Identification of disease modifiers in familial dilated cardiomyopathy Incorporation of risk factor management as an important component of personally-tailored clinical care for TTNtv-related dilate cardiomyopathy.

What is the issue for NSW?

Dilated cardiomyopathy (DCM) is a costly and often deadly heart muscle disease. It can strike at any age and is a major cause of heart failure in the young and in pregnant women. Consequently, its medical, psychosocial, and productivity costs are substantial. New ways to treat and prevent DCM are urgently required. This is an enormous challenge for patients with genetic causes of DCM, since interventions to change the inevitable effects of underlying gene mutations have not been possible.

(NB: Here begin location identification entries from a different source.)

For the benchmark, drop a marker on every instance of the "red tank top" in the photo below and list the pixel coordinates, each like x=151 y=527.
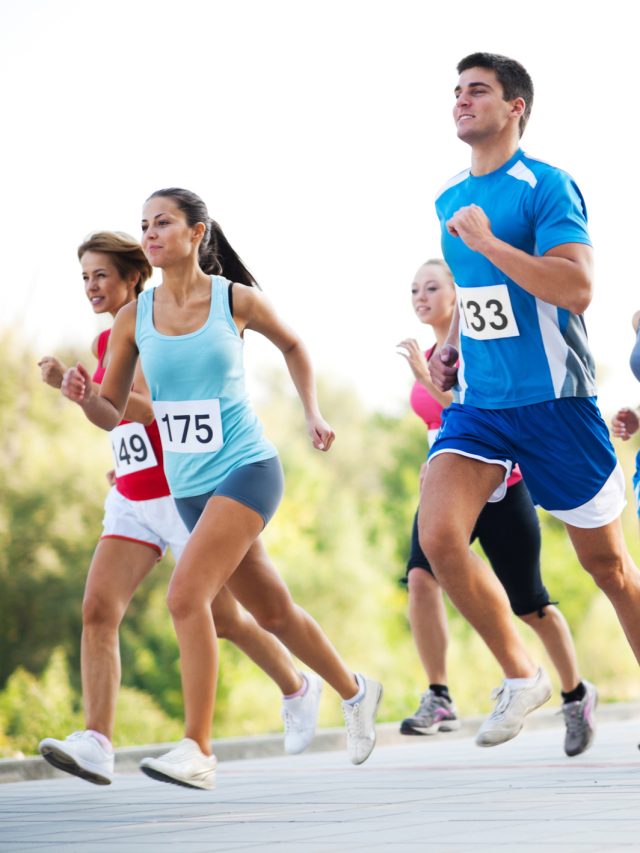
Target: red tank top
x=151 y=482
x=430 y=410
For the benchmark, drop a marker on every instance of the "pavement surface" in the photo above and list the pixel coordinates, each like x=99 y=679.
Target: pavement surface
x=438 y=793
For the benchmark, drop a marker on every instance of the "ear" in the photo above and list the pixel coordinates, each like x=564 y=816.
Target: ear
x=518 y=106
x=132 y=279
x=198 y=231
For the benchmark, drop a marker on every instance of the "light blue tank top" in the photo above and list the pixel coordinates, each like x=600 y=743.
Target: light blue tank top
x=206 y=422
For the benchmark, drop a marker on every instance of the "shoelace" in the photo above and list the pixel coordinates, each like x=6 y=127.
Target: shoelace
x=503 y=695
x=428 y=704
x=290 y=722
x=352 y=718
x=572 y=716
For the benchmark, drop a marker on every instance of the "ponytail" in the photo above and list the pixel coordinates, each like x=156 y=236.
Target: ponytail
x=218 y=257
x=215 y=255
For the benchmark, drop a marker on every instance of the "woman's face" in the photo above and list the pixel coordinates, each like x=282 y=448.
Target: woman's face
x=433 y=295
x=166 y=237
x=105 y=288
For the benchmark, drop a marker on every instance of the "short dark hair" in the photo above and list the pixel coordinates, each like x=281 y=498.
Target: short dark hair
x=512 y=76
x=125 y=252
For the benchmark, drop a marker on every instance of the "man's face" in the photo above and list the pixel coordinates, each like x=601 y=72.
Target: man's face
x=480 y=111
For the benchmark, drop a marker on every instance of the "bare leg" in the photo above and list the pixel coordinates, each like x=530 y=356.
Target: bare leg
x=454 y=491
x=117 y=569
x=217 y=545
x=554 y=632
x=240 y=628
x=258 y=587
x=603 y=553
x=428 y=619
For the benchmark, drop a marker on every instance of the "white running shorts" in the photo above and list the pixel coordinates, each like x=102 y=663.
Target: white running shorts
x=155 y=523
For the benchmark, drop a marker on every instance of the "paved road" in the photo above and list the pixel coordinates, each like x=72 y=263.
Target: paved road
x=432 y=794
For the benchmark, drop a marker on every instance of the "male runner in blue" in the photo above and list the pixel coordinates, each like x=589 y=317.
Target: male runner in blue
x=514 y=233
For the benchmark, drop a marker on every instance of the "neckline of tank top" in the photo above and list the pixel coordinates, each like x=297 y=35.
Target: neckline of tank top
x=196 y=332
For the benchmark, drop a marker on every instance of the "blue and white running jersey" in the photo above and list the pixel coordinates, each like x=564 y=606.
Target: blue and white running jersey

Mutations in the TTN gene that result in an abnormally short titin protein (called “TTNtv”) are present in one in every five families and are the most common genetic cause of DCM. By studying hundreds of families, the team has found that some TTNtv-positive relatives experience heart failure in their teens or early twenties, while others have relatively normal heart function until late in life. This marked variability suggests that factors in addition to the TTNtv may be involved.

What does the research aim to do and how?

In this study, the team are investigating the hypothesis that unique combinations of genetic background, other illnesses and lifestyle factors can increase (or reduce) the severity of disease in individual TTNtv carriers.

The first aim is to find out what some of these “modifier” factors might be. This will be done by gathering information about health and lifestyle in a large group of families who have TTNtv-related DCM. The team will also undertake genetic analyses to see if there are any other genetic variants present that might have deleterious effects.

The second aim is to get evidence that suspected modifying factors do in fact alter heart function in the setting of TTNtv. The team will use a unique zebrafish laboratory generated model generated that spontaneously develops DCM during adult life, similar to human TTNtv-related DCM. The team will look to see whether these effects of TTNtv are magnified (or attenuated) in the presence of additional genetic and/or environmental insults.

These cutting-edge studies are only now possible following development of new miniaturised tools for undertaking serial assessment of cardiac function in living fish.

It’s expected that incorporation of risk factor management will emerge as an important component of personally-tailored clinical care. The ability to shift DCM onset potentially by decades and/or reduce disease severity, would have substantial benefits for patients and their families, as well as reducing healthcare costs.